HP Genel Başkanı Özersay, Rum tarafının geçiş kapılarında Türkiye kökenli vatandaşlara yeni sıkıntılar yaratmaya başladığını belirtti.
“Yıllardır evli olduğu eşi nedeniyle Güney Kıbrıs’a sorunsuz şekilde evlilik belgesini göstererek geçiş yapabilen vatandaşlarımıza bir süredir Türkiye Cumhuriyeti pasaportu veya başka belgeler sorulmaya, bu tür belgeler ise Türkiye’nin Lefkoşa Başkonsolosluğu’ndan alınmış ise bu belgeleri de kabul etmemeye başlamıştır” diye Özersay, önce Lokmacı Sınır Kapısı’nda başlayan bu zorluk çıkarma uygulamasının şimdi de Metehan geçiş kapısından yapılacak geçişlerde de yaşanmaya başladığını kaydetti.
Özersay, KKTC vatandaşlarına kökenleri ya da doğdukları yer nedeniyle yapılan ayrımcı bir uygulama ve zorluk çıkarma yaklaşımının kabul edilemez olduğunu vurguladı.
Halkın Partisi olarak yabancı büyükelçilerle yaptığımız görüşmelerde, söz konusu yanlışın daha da yerleşip kalıcı hale dönüşmemesi için konuyu gündeme taşıdıklarını dile getiren Özersay, “Öte yandan özellikle Cumhurbaşkanlığı’na bu konuda önemli bir görev düşmektedir, adım atmaları bu konuyu gündeme taşımaları gerekir” dedi.
“VATANDAŞLARIMIZIN GÜNEYDE HAK ARAMASI RUM YÖNETİMİNİ RAHATSIZ ETMİŞ OLMALI”
Karma evlilikten doğan çocukların Kıbrıs pasaportu alamamasıyla ilgili yaşanan soruna da değinen Özersay, konuyla ilgili şu ifadeleri kullandı:
“Karma evlilikler sonucunda eşlerin ve çocukların güneyde hukukun üstünlüğü gereği yürürlükteki yasalara göre Avrupa Birliği vatandaşlığı alabilmeleri en doğal haklarıyken son dönemde bu haklarını aramaya, sahip çıkmaya dönük girişimler, vatandaşlarımızın güneyde bazı eylemler yapmış olmaları belli ki Kıbrıs Rum yönetimini rahatsız etmiştir.

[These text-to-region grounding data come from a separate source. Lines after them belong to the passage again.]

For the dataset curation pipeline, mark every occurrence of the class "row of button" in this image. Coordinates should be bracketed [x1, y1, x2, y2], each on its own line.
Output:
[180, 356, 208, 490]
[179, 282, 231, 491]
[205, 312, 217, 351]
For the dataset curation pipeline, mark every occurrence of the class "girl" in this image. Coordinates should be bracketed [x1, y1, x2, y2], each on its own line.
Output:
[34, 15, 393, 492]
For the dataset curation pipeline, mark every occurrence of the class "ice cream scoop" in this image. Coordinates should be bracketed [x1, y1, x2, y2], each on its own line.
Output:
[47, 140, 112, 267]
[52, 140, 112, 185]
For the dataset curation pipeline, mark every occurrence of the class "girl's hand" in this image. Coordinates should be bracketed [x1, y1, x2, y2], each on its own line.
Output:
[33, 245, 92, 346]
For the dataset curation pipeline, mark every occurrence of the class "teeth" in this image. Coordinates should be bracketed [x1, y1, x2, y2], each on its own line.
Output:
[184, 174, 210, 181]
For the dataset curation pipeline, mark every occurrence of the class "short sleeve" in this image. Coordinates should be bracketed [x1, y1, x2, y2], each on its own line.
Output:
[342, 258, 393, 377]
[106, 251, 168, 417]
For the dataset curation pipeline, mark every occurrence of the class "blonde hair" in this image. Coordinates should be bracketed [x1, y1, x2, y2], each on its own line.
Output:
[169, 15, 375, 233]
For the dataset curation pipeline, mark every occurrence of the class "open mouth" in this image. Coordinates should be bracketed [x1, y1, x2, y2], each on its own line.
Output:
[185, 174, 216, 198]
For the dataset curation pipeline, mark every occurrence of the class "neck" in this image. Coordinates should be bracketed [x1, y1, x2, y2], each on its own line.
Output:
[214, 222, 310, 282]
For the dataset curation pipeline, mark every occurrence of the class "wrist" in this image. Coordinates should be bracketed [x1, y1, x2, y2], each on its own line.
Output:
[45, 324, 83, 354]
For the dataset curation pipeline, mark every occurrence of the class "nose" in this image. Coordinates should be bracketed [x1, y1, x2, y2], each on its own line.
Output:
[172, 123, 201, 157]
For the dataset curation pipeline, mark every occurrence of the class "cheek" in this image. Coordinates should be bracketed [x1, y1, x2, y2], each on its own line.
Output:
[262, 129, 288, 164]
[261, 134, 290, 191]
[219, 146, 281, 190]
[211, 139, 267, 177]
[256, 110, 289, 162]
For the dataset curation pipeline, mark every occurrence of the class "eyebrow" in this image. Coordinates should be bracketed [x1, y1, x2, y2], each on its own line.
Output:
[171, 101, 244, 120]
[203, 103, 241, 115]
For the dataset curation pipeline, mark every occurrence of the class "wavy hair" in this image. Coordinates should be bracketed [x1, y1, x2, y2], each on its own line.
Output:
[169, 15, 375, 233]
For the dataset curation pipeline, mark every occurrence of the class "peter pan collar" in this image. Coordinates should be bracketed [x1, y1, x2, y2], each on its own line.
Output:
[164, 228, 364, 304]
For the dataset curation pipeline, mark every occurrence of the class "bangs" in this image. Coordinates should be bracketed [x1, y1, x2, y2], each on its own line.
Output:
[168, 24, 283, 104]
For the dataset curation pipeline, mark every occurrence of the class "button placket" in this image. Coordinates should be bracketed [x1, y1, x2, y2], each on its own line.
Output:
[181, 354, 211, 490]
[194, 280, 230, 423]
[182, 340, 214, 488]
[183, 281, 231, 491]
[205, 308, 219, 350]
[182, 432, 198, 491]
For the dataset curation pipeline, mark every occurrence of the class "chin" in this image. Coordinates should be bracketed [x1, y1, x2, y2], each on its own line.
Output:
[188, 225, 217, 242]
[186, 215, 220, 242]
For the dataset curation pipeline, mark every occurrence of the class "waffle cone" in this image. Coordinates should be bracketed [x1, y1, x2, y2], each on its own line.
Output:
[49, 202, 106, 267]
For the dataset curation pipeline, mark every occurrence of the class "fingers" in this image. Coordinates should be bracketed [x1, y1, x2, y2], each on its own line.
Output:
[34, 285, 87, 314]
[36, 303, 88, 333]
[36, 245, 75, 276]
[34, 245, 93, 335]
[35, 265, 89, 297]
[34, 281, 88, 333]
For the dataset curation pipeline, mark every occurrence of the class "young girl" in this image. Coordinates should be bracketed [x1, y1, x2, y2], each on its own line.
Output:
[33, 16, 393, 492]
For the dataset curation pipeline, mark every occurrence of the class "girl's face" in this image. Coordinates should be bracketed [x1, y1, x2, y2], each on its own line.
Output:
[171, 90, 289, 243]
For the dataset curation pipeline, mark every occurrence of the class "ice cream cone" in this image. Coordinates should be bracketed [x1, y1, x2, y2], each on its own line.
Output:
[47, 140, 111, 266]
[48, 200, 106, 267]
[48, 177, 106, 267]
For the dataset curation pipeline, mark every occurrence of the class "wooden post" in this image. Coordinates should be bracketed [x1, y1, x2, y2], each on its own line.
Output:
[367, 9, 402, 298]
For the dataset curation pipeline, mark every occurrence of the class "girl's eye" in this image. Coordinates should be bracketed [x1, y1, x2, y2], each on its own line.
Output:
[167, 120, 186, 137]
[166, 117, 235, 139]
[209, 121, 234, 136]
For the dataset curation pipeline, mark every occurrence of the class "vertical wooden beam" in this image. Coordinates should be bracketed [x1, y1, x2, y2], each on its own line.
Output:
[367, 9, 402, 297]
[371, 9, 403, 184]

Oysa bu tavır, bu yaklaşım tam anlamıyla insanlara etnik kökenleri ya da doğdukları yere göre ayrımcılık yapılması anlamı taşımaktadır. Uluslararası insan hakları uygulamalarına ters ve bunca yıldır Avrupa Birliği’nin de savunageldiği hukuk devleti uygulamasını ihlal eder nitelikli bu yaklaşımlar kabul edilemezdir.”